TO NIE BYŁ PRAWDZIWY KAPITALIS PRAWDZIWY KAPITALIS JEST TYLKO W MIŃSKU I W MOSKWIE

JakTamCoTam

Nie, żebym byl przeciwko a wręcz przeciwnie, ale jak w praktyce ma to uchronić przed zwolnieniem? Przecież pracodawca będzie Ci utrudniał życie tak bardzo aż w końcu zwolnisz się sam.

GordonLameman

@JakTamCoTam


Zrobienie czegoś takiego będzie stanowiło przestępstwo.

A pracownikowi będzie przysługiwało odszkodowanie.

JakTamCoTam

@GordonLameman jakie przestępstwo? Sorry, ale pracowałeś kiedyś u prywaciarza innego niż korpo? W sumie w wielu korpo też występuje taka sytuacja.

"Przecież pracodawca będzie Ci utrudniał życie tak bardzo aż w końcu zwolnisz się sam."

Teoretycznie to mobbing, w praktyce niszczysz sobie psychike i nie ugrasz za wiele poza odejściem, albo 5 latami w sądzie.
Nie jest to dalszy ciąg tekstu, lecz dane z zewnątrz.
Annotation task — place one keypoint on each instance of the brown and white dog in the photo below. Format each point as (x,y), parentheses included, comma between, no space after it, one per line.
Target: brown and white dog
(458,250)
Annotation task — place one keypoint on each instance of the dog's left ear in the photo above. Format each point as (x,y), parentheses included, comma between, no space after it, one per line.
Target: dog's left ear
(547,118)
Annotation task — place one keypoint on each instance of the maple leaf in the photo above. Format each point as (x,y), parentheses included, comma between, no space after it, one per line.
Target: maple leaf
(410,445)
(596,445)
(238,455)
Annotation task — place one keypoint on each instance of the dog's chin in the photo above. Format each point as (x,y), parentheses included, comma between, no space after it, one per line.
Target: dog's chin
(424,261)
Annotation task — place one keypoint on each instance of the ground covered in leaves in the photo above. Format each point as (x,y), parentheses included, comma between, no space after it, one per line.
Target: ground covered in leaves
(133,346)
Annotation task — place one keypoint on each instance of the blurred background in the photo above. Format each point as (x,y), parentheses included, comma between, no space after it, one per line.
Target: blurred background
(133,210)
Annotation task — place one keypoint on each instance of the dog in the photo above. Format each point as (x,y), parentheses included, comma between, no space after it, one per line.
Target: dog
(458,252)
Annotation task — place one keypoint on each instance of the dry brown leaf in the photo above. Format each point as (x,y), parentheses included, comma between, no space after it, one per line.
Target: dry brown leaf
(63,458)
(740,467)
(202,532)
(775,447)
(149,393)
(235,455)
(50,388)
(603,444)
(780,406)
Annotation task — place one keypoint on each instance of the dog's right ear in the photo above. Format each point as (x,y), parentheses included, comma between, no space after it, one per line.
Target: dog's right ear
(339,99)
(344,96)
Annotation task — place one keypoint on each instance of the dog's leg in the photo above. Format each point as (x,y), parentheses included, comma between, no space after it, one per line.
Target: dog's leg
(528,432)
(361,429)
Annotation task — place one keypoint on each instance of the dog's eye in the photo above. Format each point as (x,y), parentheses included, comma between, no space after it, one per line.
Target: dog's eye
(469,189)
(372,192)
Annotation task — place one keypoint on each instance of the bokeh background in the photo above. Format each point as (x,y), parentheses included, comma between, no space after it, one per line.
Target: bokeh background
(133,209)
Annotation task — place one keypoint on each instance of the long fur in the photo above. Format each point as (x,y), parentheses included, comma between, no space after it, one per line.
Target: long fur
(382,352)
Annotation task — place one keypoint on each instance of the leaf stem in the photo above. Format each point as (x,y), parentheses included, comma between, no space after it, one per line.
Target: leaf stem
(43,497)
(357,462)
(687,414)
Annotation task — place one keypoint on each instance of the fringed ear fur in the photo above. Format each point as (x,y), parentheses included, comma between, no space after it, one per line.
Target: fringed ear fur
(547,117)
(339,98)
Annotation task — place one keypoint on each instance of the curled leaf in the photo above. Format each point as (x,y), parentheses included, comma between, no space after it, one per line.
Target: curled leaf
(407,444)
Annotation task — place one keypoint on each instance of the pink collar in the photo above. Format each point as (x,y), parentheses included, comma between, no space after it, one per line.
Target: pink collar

Znam tylko jedną sytuacje gdzie mniejszy menadżer mobbingował i dało rade podejść do uber menadżera i Ci poszli na ugodę, żeby nie przenosić sprawy do sądu (w sumie ostatecznie się zwolnił, więc efekt osiągnięty). Tutaj może być inaczej, bo wszyscy będą zgodni, żeby jechać po tym co zgłosił.

Szczególnie gdy mobbingowała będzie osoba z innego koloru skóry. Też znam historie (ale to w USA), że hindus wydzierał się i wyzywał innych swoich podwładnych i nikt mu nic nie mógł zrobić, bo miał właśnie inny kolor skóry. Tutaj może być podobnie.


Do tego często ta firma może być jedyną przepustką na przyszłość, lub jedyną pracą.

GordonLameman

@JakTamCoTam

tak, pracowałem.


właśnie w tym rzecz, że teraz jak cię zwolnią albo będą robić nieprzyjemności to idzie na policję.

Jest jaka jest, ale i tak skuteczniejsza niż PIP.